Doctors typically use an echocardiogram to diagnose atrioventricular canal defect. This test uses high-pitched sound waves that bounce off the heart to produce moving images that the doctor can view on a video screen. In a baby with atrioventricular canal defect, the echocardiogram reveals a hole in the wall between the heart chambers and abnormal valves. Because this test can track blood flow, it also shows blood moving through the hole from the left side to the right side of the heart, allowing oxygen-rich and oxygen-poor blood to mix.
In some cases, doctors may use cardiac catheterization to diagnose atrioventricular canal defect. During this procedure, the doctor inserts a thin flexible tube (catheter) into an artery or vein in the groin and advances it up to the heart. A dye is injected through the catheter to make the heart structures visible on X-ray pictures. The catheter also allows the doctor to measure pressure in the chambers of the heart and in the blood vessels.
Potential complications of atrioventricular canal defect include :
- Pneumonia. If your baby has an untreated atrioventricular canal defect, he or she may have recurrent bouts of pneumonia — a serious lung infection.
- Enlargement of the heart (cardiomegaly). Increased blood flow through the heart forces it to work harder than normal, causing it to enlarge.
- Congestive heart failure. If left untreated, atrioventricular canal defect will result in congestive heart failure — a condition in which the heart is unable to pump enough blood to meet the body's needs.
- High blood pressure in the lungs (pulmonary hypertension).
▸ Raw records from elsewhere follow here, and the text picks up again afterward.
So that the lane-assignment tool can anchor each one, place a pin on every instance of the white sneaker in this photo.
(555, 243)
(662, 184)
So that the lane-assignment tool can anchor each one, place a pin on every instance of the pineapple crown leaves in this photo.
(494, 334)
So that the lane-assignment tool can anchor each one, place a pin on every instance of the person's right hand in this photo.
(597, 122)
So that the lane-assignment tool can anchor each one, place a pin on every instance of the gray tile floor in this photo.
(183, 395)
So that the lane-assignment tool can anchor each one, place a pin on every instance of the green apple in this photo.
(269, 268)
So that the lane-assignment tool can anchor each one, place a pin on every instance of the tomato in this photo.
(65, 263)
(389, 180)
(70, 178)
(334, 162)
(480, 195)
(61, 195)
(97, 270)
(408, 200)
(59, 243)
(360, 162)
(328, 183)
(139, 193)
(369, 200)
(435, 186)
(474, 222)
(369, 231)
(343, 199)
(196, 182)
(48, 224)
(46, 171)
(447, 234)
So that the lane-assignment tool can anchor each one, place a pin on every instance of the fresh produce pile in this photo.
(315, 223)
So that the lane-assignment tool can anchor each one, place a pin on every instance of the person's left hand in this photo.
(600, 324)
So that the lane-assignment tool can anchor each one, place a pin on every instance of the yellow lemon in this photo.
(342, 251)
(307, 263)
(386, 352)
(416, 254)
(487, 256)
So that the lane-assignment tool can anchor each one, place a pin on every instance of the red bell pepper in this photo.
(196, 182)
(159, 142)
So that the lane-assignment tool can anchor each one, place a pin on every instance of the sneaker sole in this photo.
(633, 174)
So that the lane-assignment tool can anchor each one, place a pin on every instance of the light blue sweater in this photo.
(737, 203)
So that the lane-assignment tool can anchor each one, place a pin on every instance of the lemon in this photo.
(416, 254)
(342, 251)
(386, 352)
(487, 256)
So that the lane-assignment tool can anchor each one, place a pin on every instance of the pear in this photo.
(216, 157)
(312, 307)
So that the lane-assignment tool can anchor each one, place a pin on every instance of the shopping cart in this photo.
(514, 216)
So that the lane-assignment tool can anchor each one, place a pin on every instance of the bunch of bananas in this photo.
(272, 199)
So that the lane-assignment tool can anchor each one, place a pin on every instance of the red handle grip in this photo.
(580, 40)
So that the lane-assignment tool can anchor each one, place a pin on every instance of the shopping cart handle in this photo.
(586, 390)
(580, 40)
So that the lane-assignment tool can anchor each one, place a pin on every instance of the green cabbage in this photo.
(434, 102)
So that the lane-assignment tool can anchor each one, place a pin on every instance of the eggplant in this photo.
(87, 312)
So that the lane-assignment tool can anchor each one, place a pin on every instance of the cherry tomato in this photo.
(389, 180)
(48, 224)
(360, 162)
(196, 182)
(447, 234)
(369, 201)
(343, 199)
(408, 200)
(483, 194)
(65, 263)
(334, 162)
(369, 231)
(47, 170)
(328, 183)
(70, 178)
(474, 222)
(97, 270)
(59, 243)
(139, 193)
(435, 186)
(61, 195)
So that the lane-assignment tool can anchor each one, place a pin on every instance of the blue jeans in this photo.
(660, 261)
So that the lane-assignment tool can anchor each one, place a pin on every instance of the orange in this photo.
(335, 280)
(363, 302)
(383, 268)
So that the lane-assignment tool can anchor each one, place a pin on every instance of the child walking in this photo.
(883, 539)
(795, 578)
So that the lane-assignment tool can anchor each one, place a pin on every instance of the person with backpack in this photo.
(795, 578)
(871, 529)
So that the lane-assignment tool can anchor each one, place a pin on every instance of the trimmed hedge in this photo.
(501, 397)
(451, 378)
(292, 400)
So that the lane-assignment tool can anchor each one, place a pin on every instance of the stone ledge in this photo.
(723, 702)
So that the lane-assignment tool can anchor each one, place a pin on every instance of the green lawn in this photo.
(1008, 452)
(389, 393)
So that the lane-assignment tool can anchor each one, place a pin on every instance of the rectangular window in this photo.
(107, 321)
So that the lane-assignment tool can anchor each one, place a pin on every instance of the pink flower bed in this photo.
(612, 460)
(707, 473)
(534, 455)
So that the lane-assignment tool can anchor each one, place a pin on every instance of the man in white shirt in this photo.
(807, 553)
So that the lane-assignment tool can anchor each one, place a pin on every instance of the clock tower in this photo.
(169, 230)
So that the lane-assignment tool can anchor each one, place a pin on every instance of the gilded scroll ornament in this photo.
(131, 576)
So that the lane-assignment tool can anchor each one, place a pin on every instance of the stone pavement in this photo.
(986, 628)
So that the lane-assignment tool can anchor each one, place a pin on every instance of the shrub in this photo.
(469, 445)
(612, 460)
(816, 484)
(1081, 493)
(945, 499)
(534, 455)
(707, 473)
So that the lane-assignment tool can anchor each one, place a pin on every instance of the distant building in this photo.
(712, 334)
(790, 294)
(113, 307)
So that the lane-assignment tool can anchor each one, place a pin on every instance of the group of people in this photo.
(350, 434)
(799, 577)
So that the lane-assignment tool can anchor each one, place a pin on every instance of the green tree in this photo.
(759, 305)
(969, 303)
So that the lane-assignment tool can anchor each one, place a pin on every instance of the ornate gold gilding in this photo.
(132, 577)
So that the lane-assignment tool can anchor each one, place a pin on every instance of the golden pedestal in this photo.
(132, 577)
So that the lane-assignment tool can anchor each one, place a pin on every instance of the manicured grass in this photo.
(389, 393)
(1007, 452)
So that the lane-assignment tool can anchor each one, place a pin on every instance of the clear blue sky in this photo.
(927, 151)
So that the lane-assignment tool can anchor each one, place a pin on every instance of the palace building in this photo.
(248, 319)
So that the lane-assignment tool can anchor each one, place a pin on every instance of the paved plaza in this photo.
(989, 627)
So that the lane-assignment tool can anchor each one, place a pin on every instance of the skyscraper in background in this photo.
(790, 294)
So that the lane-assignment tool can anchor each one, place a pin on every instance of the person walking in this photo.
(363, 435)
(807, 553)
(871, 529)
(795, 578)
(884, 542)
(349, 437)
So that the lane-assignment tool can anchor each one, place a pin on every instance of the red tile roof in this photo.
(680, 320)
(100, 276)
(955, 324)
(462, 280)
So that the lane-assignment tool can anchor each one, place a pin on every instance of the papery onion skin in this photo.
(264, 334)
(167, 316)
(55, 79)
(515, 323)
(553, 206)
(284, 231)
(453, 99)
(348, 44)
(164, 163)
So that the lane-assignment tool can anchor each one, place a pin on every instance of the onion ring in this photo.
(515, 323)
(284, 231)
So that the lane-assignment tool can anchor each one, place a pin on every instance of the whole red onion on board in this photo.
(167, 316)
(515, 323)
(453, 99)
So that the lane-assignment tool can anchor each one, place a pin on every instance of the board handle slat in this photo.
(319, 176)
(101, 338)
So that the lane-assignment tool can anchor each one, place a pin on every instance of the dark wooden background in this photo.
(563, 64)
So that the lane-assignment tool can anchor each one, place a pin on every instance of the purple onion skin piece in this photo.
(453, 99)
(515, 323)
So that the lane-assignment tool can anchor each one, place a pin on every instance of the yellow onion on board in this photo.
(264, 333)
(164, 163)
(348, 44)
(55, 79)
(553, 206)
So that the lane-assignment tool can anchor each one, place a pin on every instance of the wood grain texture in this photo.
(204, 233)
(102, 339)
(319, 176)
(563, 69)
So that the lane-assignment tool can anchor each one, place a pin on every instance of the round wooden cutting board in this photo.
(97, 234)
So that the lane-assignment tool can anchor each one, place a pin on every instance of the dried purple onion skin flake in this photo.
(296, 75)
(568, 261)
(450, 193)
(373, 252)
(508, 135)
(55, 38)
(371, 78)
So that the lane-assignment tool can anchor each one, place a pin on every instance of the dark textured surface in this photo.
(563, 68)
When the heart's left ventricle weakens and can't pump out enough blood, the increase in pressure backs up through the pulmonary veins to the arteries in the lungs, causing high blood pressure in the lungs.
Complications later in life
People who have surgery to correct atrioventricular canal defect sometimes have the following associated conditions later in life :
- Leaky heart valves (regurgitation)
- Narrowing of the heart valves (stenosis)
- Heart rhythm abnormalities (arrhythmias)
- Breathing difficulties associated with damage to the lungs (pulmonary vascular disease)
Common signs and symptoms of these complications include shortness of breath, fatigue, fever and a rapid, fluttering heartbeat, among others.
Surgery is necessary to correct atrioventricular canal defect. During the procedure, a surgeon closes the hole in the septum with one or two patches. The patches remain in the heart permanently, becoming part of the septum as the heart's lining grows over it.
For a partial atrioventricular canal defect, the surgery also involves repair of the mitral valve so it will close tightly. If repair isn't possible, the valve may need to be replaced instead.
If your baby has complete atrioventricular canal defect, the surgery also includes separation of the single valve into two valves, one on the left side and one on the right side of the repaired septum. If reconstruction of the single valve into two valves isn't possible, heart valve replacement may be necessary.
After corrective surgery, your child will need lifelong follow-up care with a heart doctor (cardiologist) who specializes in congenital heart disease.
Your child will also need to take antibiotics before dental procedures and other surgical procedures to prevent infection (endocarditis).
Many people who have corrective surgery for atrioventricular canal defect don't need additional surgery. However, some complications, such as heart valve leaks, may require treatment.
In most cases, atrioventricular canal defect can't be prevented. If you have a family history of heart defects or if you already have a child with a congenital heart defect, before future pregnancies talk with a genetic counselor and a cardiologist experienced in congenital heart defects.